N.B. Het kan zijn dat elementen ontbreken aan deze printversie.
Een paleis voor de Staten-Generaal
Toen Thorbecke in 1862 zijn tweede kabinet aan de Tweede Kamer pesenteerde, zag de toekomst van Nederland er zonnig uit. Kunst, wetenschap en economie floreerden en de liberalen deelden de lakens uit. Zij probeerden hun ideale parlement te realiseren met ongekende eigendunk en zelfverzekerdheid. Kamerleden moesten door middel van waardig, vrij en rationeel debat tot de beste wetgeving komen en de tot de beste controle op de ministers. Daarbij hoorde ook een 'Paleis voor de Staten-Generaal'. Ter gelegenheid van het vijftig-jarige Koninkrijk diende de regering daar een wetsvoostel voor in.
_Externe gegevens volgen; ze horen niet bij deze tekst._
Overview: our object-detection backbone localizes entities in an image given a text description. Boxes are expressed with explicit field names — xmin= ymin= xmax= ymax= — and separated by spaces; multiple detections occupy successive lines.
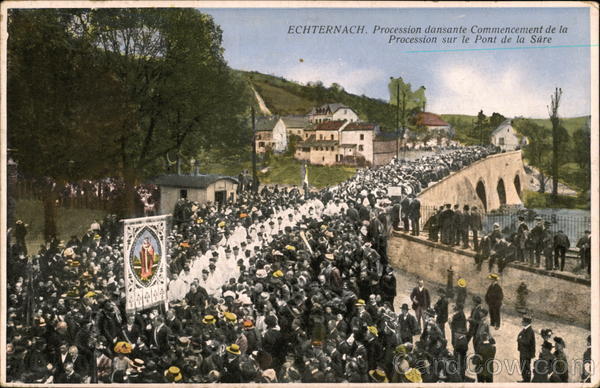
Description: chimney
xmin=190 ymin=158 xmax=196 ymax=176
xmin=194 ymin=160 xmax=200 ymax=176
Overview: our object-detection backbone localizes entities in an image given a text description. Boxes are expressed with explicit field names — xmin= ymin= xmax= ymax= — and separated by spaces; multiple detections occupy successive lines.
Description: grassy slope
xmin=239 ymin=71 xmax=395 ymax=130
xmin=201 ymin=149 xmax=356 ymax=188
xmin=16 ymin=200 xmax=106 ymax=252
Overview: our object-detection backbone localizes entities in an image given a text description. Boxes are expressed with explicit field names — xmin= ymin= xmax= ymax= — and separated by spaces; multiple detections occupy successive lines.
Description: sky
xmin=201 ymin=8 xmax=591 ymax=117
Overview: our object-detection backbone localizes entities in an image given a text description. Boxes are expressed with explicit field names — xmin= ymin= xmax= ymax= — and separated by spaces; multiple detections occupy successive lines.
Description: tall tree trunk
xmin=43 ymin=185 xmax=58 ymax=242
xmin=538 ymin=170 xmax=546 ymax=193
xmin=119 ymin=168 xmax=138 ymax=218
xmin=549 ymin=88 xmax=562 ymax=202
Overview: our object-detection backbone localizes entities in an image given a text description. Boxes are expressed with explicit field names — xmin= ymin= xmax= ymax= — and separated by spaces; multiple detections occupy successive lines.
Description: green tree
xmin=548 ymin=88 xmax=564 ymax=201
xmin=471 ymin=110 xmax=489 ymax=144
xmin=75 ymin=8 xmax=251 ymax=214
xmin=7 ymin=9 xmax=126 ymax=239
xmin=388 ymin=77 xmax=427 ymax=137
xmin=513 ymin=119 xmax=551 ymax=193
xmin=8 ymin=8 xmax=251 ymax=233
xmin=489 ymin=112 xmax=506 ymax=131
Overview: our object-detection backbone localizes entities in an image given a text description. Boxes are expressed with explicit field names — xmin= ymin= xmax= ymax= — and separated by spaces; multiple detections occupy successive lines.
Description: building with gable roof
xmin=152 ymin=174 xmax=238 ymax=214
xmin=490 ymin=119 xmax=528 ymax=151
xmin=415 ymin=112 xmax=454 ymax=136
xmin=281 ymin=116 xmax=310 ymax=138
xmin=254 ymin=116 xmax=288 ymax=153
xmin=308 ymin=103 xmax=359 ymax=123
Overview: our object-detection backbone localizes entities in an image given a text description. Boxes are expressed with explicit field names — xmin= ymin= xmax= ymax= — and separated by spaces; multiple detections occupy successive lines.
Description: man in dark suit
xmin=515 ymin=216 xmax=529 ymax=261
xmin=439 ymin=203 xmax=454 ymax=245
xmin=400 ymin=196 xmax=410 ymax=232
xmin=485 ymin=273 xmax=504 ymax=330
xmin=55 ymin=362 xmax=83 ymax=384
xmin=410 ymin=279 xmax=431 ymax=327
xmin=469 ymin=206 xmax=482 ymax=251
xmin=517 ymin=317 xmax=535 ymax=383
xmin=433 ymin=288 xmax=448 ymax=338
xmin=398 ymin=303 xmax=421 ymax=344
xmin=390 ymin=201 xmax=401 ymax=230
xmin=475 ymin=333 xmax=496 ymax=383
xmin=451 ymin=204 xmax=463 ymax=245
xmin=467 ymin=295 xmax=482 ymax=341
xmin=450 ymin=304 xmax=469 ymax=381
xmin=150 ymin=316 xmax=169 ymax=354
xmin=120 ymin=314 xmax=141 ymax=344
xmin=460 ymin=205 xmax=471 ymax=249
xmin=529 ymin=217 xmax=544 ymax=267
xmin=554 ymin=230 xmax=571 ymax=271
xmin=577 ymin=230 xmax=592 ymax=275
xmin=408 ymin=195 xmax=421 ymax=236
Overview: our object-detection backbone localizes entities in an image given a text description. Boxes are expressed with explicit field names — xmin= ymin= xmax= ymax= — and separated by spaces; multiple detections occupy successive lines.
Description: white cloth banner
xmin=123 ymin=215 xmax=170 ymax=312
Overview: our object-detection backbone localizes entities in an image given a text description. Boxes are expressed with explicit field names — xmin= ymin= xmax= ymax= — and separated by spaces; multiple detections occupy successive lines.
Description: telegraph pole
xmin=390 ymin=77 xmax=400 ymax=161
xmin=252 ymin=107 xmax=258 ymax=193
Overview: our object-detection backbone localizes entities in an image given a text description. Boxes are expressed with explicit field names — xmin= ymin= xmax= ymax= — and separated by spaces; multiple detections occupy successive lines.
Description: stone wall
xmin=388 ymin=232 xmax=591 ymax=326
xmin=419 ymin=151 xmax=527 ymax=210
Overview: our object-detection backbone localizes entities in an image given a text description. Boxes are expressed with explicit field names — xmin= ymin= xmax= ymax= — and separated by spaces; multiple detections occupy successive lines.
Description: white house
xmin=255 ymin=116 xmax=288 ymax=153
xmin=338 ymin=122 xmax=380 ymax=165
xmin=490 ymin=119 xmax=528 ymax=151
xmin=308 ymin=103 xmax=358 ymax=123
xmin=281 ymin=116 xmax=310 ymax=139
xmin=416 ymin=112 xmax=454 ymax=136
xmin=153 ymin=174 xmax=238 ymax=214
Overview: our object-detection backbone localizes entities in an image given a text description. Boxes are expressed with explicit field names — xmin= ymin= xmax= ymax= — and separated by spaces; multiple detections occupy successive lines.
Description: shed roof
xmin=152 ymin=174 xmax=238 ymax=189
xmin=490 ymin=119 xmax=516 ymax=136
xmin=417 ymin=112 xmax=450 ymax=127
xmin=281 ymin=116 xmax=309 ymax=128
xmin=256 ymin=116 xmax=279 ymax=132
xmin=298 ymin=135 xmax=338 ymax=147
xmin=315 ymin=120 xmax=346 ymax=131
xmin=343 ymin=121 xmax=377 ymax=131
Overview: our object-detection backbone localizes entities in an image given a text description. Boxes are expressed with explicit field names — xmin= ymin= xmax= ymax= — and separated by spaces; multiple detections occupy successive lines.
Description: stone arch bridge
xmin=418 ymin=151 xmax=527 ymax=211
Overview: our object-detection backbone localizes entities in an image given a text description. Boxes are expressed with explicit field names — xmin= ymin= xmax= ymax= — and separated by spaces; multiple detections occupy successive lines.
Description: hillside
xmin=238 ymin=70 xmax=395 ymax=130
xmin=440 ymin=114 xmax=588 ymax=135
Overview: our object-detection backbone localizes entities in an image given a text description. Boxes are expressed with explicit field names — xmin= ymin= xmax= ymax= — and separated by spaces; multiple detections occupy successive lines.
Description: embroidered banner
xmin=123 ymin=215 xmax=169 ymax=312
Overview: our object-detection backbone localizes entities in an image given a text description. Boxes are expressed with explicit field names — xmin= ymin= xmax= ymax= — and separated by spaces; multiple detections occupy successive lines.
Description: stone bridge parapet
xmin=418 ymin=151 xmax=527 ymax=211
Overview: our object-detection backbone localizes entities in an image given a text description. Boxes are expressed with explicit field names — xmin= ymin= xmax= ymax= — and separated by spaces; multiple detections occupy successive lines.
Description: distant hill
xmin=440 ymin=112 xmax=589 ymax=135
xmin=237 ymin=70 xmax=395 ymax=131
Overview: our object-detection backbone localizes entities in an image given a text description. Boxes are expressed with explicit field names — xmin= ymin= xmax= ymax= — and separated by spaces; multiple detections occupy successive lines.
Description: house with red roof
xmin=415 ymin=112 xmax=453 ymax=135
xmin=308 ymin=102 xmax=359 ymax=123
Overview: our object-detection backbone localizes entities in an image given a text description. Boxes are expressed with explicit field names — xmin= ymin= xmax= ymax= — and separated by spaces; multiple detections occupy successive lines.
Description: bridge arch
xmin=475 ymin=179 xmax=488 ymax=212
xmin=496 ymin=178 xmax=506 ymax=206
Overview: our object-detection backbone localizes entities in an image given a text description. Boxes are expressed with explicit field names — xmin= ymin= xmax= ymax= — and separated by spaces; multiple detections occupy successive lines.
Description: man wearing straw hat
xmin=485 ymin=273 xmax=504 ymax=330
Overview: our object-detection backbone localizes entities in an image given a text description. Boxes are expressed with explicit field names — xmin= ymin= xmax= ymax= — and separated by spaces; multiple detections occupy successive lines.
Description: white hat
xmin=256 ymin=269 xmax=267 ymax=279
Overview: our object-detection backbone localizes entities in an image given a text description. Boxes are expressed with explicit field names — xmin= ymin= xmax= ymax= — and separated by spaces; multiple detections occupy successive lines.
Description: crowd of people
xmin=424 ymin=205 xmax=591 ymax=276
xmin=6 ymin=147 xmax=592 ymax=383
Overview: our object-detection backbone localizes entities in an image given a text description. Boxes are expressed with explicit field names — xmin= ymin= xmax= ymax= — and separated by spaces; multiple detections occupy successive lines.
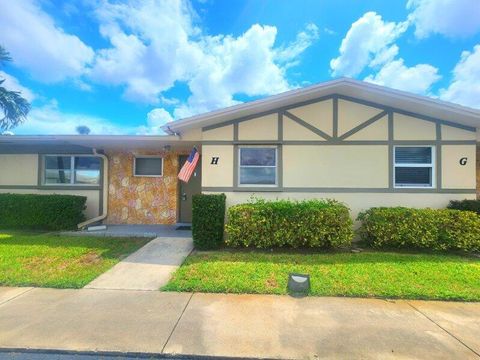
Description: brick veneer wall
xmin=106 ymin=150 xmax=186 ymax=224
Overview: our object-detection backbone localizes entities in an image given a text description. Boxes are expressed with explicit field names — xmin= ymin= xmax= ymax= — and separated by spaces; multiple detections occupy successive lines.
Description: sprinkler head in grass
xmin=288 ymin=273 xmax=310 ymax=296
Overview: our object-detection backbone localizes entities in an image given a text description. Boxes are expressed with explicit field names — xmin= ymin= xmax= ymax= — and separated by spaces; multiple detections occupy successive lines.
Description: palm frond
xmin=0 ymin=86 xmax=30 ymax=130
xmin=0 ymin=45 xmax=12 ymax=65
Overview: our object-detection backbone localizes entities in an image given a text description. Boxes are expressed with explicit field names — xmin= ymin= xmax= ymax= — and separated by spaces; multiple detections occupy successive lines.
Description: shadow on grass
xmin=0 ymin=230 xmax=153 ymax=259
xmin=186 ymin=248 xmax=480 ymax=266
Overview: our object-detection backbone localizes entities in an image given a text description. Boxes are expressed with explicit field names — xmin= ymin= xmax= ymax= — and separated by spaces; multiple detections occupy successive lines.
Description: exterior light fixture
xmin=288 ymin=273 xmax=310 ymax=295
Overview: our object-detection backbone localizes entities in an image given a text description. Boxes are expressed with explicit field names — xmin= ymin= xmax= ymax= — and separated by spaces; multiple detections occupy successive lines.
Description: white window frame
xmin=42 ymin=154 xmax=102 ymax=187
xmin=237 ymin=145 xmax=278 ymax=188
xmin=133 ymin=155 xmax=164 ymax=177
xmin=392 ymin=145 xmax=437 ymax=189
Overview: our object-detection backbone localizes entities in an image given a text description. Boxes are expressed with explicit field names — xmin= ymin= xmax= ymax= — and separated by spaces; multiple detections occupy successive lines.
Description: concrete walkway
xmin=0 ymin=288 xmax=480 ymax=359
xmin=85 ymin=237 xmax=193 ymax=290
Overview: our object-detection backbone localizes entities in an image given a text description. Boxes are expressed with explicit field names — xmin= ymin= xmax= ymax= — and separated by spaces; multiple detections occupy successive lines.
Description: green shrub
xmin=0 ymin=194 xmax=87 ymax=230
xmin=447 ymin=200 xmax=480 ymax=215
xmin=192 ymin=194 xmax=225 ymax=250
xmin=358 ymin=207 xmax=480 ymax=251
xmin=226 ymin=200 xmax=353 ymax=248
Jouke Turpijn gaat in hoofdstuk III van zijn dissertatie Mannen van Gezag. De uitvinding van de Tweede Kamer 1848-1888 (2008) in op het 'ideale parlement', en op de plannen voor een Paleis voor de Staten-Generaal. Dat kwam er niet, waardoor afbraak van een deel van het Binnenhof voorkomen werd.